This is classic cardio and probably the first thing people think of when they think of getting in shape. Running can be done on the road, on a track, on a treadmill, through the woods, etc. All you need is a pair of shoes. Running is a natural activity, one the body was built to do.

Running is also effective at reducing hip size. It is a high-impact activity though, and overweight people would be better off with something less jarring such as fast walking, cycling or swimming. As with anything, start off slowly and gradually work up your speed and distance until you get where you want to be. Running can also be a social activity if you have a running partner or join a running club.

But beware, here are some performance tips that can help you...

  • Be careful when running down hills; the impact is much greater. Overuse injuries due to excessive running are often caused by running downhill.
  • Ensure your foot lands straight and is not splayed out to the side or inward.
  • If you get abdominal cramps while running you have a few options: stop and let it fade, stretch it out a little while running, massage the area, press on the area with your fingers or use your fist and punch the spot lightly. Cramps are caused by localized circulation difficulties. These strategies will help increase the circulation.
  • Get good shoes.
  • Allow your torso to rotate when striding. This will lengthen your stride and tighten up your waist as a bonus.
  • Keep your body erect and do not allow yourself to hunch over.
  • Don't bounce up too high when running. The goal is forward motion, not excessive up and down motion.
  • Don't run in areas where air pollution is bad. Running gets air into the really deep passages of your lungs. You don't want to saturate those areas with pollution.


Aerobic Dance Classes


The aerobic dance class is what likely pops into your head when you think of aerobic exercise. These classes can be effective for cardio training. Be sure you are being taught by a qualified instructor. There are also many excellent videos out, so you can exercise in the privacy of your own home instead of going to a class.

For many people, the social component of aerobic classes is what keeps them coming back. If you have no rhythm, however, this may not be for you; you may get frustrated. You can buy aerobic shoes or simply use ordinary running shoes (make sure they have good padding and ankle support).

There are a few different basic types of aerobics: low-impact, high-impact, step and water. Let me explain them further ...

  • Low-Impact aerobics classes always keep one foot on the ground. There is no jumping or pounding to hurt joints. This is a good thing for anybody but especially for those who have a lot of excess weight and can't or shouldn't jump around.
  • High-Impact aerobics involve some jumping movements and are appropriate for more advanced exercisers than beginners.
  • Step Aerobics are done on a raised platform (adjustable) using a variety of moves designed to take advantage of the stepping-up movement. Step aerobics can be low-impact or high-impact.
  • Water Aerobics are simply aerobics done in the water. They are low-impact and, due to the buoyancy of the water, are good for overweight people.
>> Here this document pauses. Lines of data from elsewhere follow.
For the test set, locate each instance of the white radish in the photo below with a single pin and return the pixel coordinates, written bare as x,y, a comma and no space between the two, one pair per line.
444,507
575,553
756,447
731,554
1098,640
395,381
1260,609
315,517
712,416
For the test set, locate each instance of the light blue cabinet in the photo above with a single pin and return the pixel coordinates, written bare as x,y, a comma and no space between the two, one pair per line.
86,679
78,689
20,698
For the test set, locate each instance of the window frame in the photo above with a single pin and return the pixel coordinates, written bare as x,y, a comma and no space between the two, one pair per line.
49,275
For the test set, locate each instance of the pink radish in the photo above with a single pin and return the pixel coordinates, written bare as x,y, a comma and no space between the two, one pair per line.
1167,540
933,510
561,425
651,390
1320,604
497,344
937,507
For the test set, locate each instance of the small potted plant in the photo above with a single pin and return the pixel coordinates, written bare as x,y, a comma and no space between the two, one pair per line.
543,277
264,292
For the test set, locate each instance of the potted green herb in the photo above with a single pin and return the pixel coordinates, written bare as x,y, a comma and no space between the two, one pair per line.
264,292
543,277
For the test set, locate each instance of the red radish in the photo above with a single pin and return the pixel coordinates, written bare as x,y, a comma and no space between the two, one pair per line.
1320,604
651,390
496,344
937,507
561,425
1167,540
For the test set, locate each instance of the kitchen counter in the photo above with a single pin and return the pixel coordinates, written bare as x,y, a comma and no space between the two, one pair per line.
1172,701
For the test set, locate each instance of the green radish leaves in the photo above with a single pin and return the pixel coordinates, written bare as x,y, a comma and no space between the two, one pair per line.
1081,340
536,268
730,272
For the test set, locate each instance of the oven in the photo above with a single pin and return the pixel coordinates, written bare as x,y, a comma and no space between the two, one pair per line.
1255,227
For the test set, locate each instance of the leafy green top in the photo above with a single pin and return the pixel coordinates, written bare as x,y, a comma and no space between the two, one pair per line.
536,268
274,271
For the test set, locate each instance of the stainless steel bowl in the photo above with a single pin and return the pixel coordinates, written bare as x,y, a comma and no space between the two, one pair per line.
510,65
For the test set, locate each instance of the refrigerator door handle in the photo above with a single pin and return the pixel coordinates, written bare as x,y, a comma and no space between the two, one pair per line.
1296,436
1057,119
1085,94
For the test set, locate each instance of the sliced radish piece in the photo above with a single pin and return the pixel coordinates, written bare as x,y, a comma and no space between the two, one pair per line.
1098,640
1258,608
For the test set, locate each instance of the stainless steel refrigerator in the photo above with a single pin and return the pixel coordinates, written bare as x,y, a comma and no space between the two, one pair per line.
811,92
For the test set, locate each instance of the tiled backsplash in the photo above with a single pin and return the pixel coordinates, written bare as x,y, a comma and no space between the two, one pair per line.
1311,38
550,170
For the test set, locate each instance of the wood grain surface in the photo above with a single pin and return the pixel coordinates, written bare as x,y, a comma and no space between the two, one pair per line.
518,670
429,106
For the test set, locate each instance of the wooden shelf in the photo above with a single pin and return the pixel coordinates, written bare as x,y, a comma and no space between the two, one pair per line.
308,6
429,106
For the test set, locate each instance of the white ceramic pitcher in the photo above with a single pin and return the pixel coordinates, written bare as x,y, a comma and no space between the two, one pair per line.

It is not necessary to know how to swim to do water aerobics; they are usually done in waist-high water.
A recent innovation in aerobics is to include various martial arts or boxing moves into the mix, e.g. punching, kicking, etc. The popular Tae Bo™ videos are an example of this style. They give you the benefits of an aerobic workout plus some knowledge of self-defense.


Sprinting


Run as fast as you can. This type of cardio is suited to interval training and is generally not appropriate for beginners. Here are some tips for effective sprint training ...
  • Explode with as much power as you can, keeping your stride length as long as possible.
  • Kick your heels up behind you and stretch forward with your feet before you plant them.
  • You should lean forward somewhat as you sprint to keep your center of gravity slightly unbalanced in the forward direction.
  • Stay on the balls of your feet for the first few seconds of acceleration then stretch it out and plant with your heels.
  • Your arms should be pumping powerfully and your head should stay looking straight forward.
  • You can try finishing longer runs with a sprint at the end, just to finish strong or test your willpower or just to beat your running partner.


Swimming


Swimming is usually done in a pool (it can also be done in a lake or ocean as well). Lessons are available at most swimming pools if you don't know how to swim. Swimming is also a great total body workout that is completely non-impact. It is perfect for overweight people, injured people and paraplegic people. Swimming can be done as long-duration, low-intensity exercise or as high-intensity, short-duration exercise. It is also a useful skill to have.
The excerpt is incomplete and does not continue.